What’s needed are regularly scheduled and surprise school visits by independent educators to verify that schools meet the fairly low baseline of state-mandated instructional requirements under the compulsory school law. New York City Public Schools do this and more on a regular basis through their far more rigorous Quality Reviews. So do other districts. On-site inspections are a basic governmental function to assure that private agencies meet public standards. That’s necessary here.

But SED has gone to extraordinary lengths to delay releasing these legally indefensible regulations despite the urgency of likely thousands of students daily denied their educational rights. Full implementation, not to mention a lengthy appeals process, means more years denying thousands of students their basic educational rights guaranteed in state law. No one says these children must relinquish their religious identity or observance. No one says their schools can’t provide a fully developed curriculum in sectarian studies, even outweighing the time spent in secular instruction. Plenty of religious schools successfully do that, providing different classes in religious studies and state-mandated subjects because the law demands it and society has a right to expect that its populace masters basic elements of citizenship, commerce, and our diverse culture.

With these regulations, the State Education Department has abdicated its constitutional, statutory, and moral responsibility to meet these demands. The regulations, billed as solving the problem, only institutionalize it and gut the statutory requirement of equivalent instruction. As currently proposed, the regulations need to be voted down when the State Board of Regents meets to approve them in the fall.

David C. Bloomfield is professor of education leadership, law, and policy at Brooklyn College and The CUNY Graduate Center.


Emily DeSantis, spokesperson for the New York State Education Department, responded to this oped with the following statement:

“The assertion that the New York State Education Department is abandoning its mission of assuring a comprehensive education for the children of our state is patently false. Professor Bloomfield’s assertions about the proposed regulations, published on this page, are ill-informed and unfounded.  

The regulations make clear the Department will review and approve any proposed accreditor to ensure its practices are consistent with nationally recognized standards and practices for accreditors.

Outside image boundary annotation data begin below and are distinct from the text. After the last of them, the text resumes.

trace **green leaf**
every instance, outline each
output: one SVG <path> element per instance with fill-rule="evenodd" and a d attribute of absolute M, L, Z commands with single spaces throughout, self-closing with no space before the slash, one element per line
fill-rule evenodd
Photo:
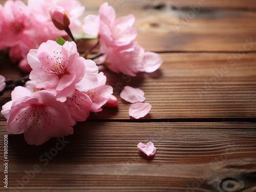
<path fill-rule="evenodd" d="M 57 40 L 56 40 L 56 42 L 58 44 L 59 44 L 62 46 L 65 43 L 66 40 L 64 40 L 59 35 L 58 38 L 57 38 Z"/>
<path fill-rule="evenodd" d="M 84 35 L 82 34 L 76 34 L 74 37 L 76 39 L 96 39 L 97 38 L 97 36 Z"/>

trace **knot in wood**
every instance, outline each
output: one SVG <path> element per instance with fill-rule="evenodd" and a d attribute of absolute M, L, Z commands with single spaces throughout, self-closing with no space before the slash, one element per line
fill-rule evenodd
<path fill-rule="evenodd" d="M 226 192 L 239 191 L 244 187 L 242 181 L 237 181 L 232 178 L 227 178 L 221 183 L 221 188 Z"/>

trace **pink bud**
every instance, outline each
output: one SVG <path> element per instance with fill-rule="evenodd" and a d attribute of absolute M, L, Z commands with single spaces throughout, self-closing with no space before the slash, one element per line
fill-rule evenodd
<path fill-rule="evenodd" d="M 111 95 L 110 99 L 105 104 L 105 106 L 108 108 L 116 108 L 119 105 L 117 98 L 113 95 Z"/>
<path fill-rule="evenodd" d="M 53 7 L 49 11 L 52 23 L 60 30 L 65 30 L 70 24 L 69 16 L 61 7 Z"/>

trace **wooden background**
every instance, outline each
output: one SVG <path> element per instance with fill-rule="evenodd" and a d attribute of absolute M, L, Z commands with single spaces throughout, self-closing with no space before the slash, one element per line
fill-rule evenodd
<path fill-rule="evenodd" d="M 86 15 L 97 14 L 104 1 L 81 2 Z M 154 73 L 131 79 L 101 69 L 119 107 L 104 108 L 78 123 L 74 135 L 65 138 L 69 143 L 49 162 L 41 156 L 53 153 L 56 138 L 29 145 L 23 135 L 6 132 L 0 115 L 0 158 L 3 135 L 8 134 L 11 189 L 256 191 L 256 2 L 205 0 L 197 14 L 192 8 L 200 1 L 109 2 L 118 17 L 135 15 L 136 40 L 159 53 L 163 64 Z M 92 43 L 84 40 L 79 48 Z M 0 62 L 0 74 L 6 77 L 24 75 L 9 60 Z M 144 91 L 152 105 L 144 118 L 129 117 L 130 104 L 119 97 L 126 85 Z M 10 97 L 5 93 L 0 106 Z M 137 148 L 149 141 L 157 147 L 151 159 Z M 40 172 L 26 180 L 25 172 L 35 165 Z M 18 181 L 23 179 L 24 185 Z"/>

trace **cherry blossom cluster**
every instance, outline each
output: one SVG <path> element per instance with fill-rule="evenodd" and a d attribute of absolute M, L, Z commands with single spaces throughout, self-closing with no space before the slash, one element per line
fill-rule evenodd
<path fill-rule="evenodd" d="M 82 26 L 85 33 L 98 37 L 104 54 L 101 62 L 113 71 L 131 76 L 139 72 L 153 72 L 163 62 L 157 54 L 145 52 L 133 41 L 137 36 L 136 29 L 132 27 L 135 20 L 132 14 L 116 18 L 115 10 L 104 3 L 98 15 L 88 15 Z"/>
<path fill-rule="evenodd" d="M 76 0 L 36 0 L 28 1 L 28 5 L 20 1 L 7 1 L 0 5 L 0 50 L 10 49 L 9 55 L 13 62 L 19 62 L 24 71 L 31 70 L 27 55 L 31 49 L 38 49 L 47 40 L 56 40 L 59 35 L 67 36 L 64 31 L 54 26 L 49 11 L 61 5 L 70 18 L 69 26 L 76 32 L 81 25 L 78 18 L 84 7 Z"/>
<path fill-rule="evenodd" d="M 9 49 L 11 59 L 30 72 L 30 80 L 25 87 L 15 88 L 1 113 L 7 119 L 7 131 L 24 133 L 28 144 L 38 145 L 53 137 L 72 134 L 72 126 L 86 121 L 90 112 L 101 111 L 103 105 L 118 106 L 106 76 L 94 61 L 86 59 L 97 46 L 101 52 L 98 64 L 118 73 L 135 76 L 153 72 L 163 62 L 157 54 L 145 52 L 134 41 L 134 16 L 116 18 L 108 3 L 100 6 L 98 15 L 84 18 L 83 30 L 98 42 L 80 56 L 71 30 L 81 26 L 78 18 L 84 10 L 76 0 L 29 1 L 28 6 L 10 0 L 0 5 L 0 50 Z M 55 41 L 58 35 L 67 34 L 72 41 L 59 36 Z M 0 75 L 0 94 L 8 90 L 6 82 Z M 139 88 L 126 86 L 122 91 L 121 98 L 134 103 L 130 116 L 138 119 L 149 113 L 152 106 L 144 102 L 144 96 Z M 153 146 L 146 148 L 150 155 L 155 153 Z"/>
<path fill-rule="evenodd" d="M 93 61 L 79 57 L 74 42 L 61 46 L 48 40 L 30 51 L 28 61 L 31 80 L 14 89 L 1 112 L 7 131 L 24 133 L 28 144 L 72 134 L 76 121 L 85 121 L 90 111 L 102 111 L 110 99 L 110 105 L 118 106 L 105 76 Z"/>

No school will accredit another school or be self-accrediting.  Additionally, the proposed regulations require that schools opting to use state-approved assessments must sufficiently account for student progress.  Professor Bloomfield’s suggestion that schools that engage in the ‘mere distribution of state tests’ will automatically demonstrate substantially equivalent instruction is disingenuous. 

Over the past two years, amidst a global pandemic, the State Education Department has consulted with all interested parties through robust stakeholder engagement. The extent of consultation is well documented and many of the recommendations we received through the process are reflected in the proposed regulations. Recommendations aimed at thwarting compulsory education, substantial equivalency and other statutory requirements were rejected. We took care in ensuring the proposed regulations would be fair to all religious and independent schools and would provide time for schools to make necessary adjustments in their educational programs to demonstrate compliance. Our aim is that all schools will follow the law and demonstrate substantial equivalency of instruction. Those that do not will be given reasonable time within which to comply. Those that refuse will no longer meet the definition of a school for purposes of satisfying New York’s compulsory education law.  

The Board of Regents and the Department are committed to ensuring all students, including those who attend non-public schools, receive the education to which they are lawfully entitled consistent with the rights of parents to choose schools for their children. The publication of the proposed regulations will begin a 60-day comment period within which members of the public have the opportunity to offer comments and suggestions.”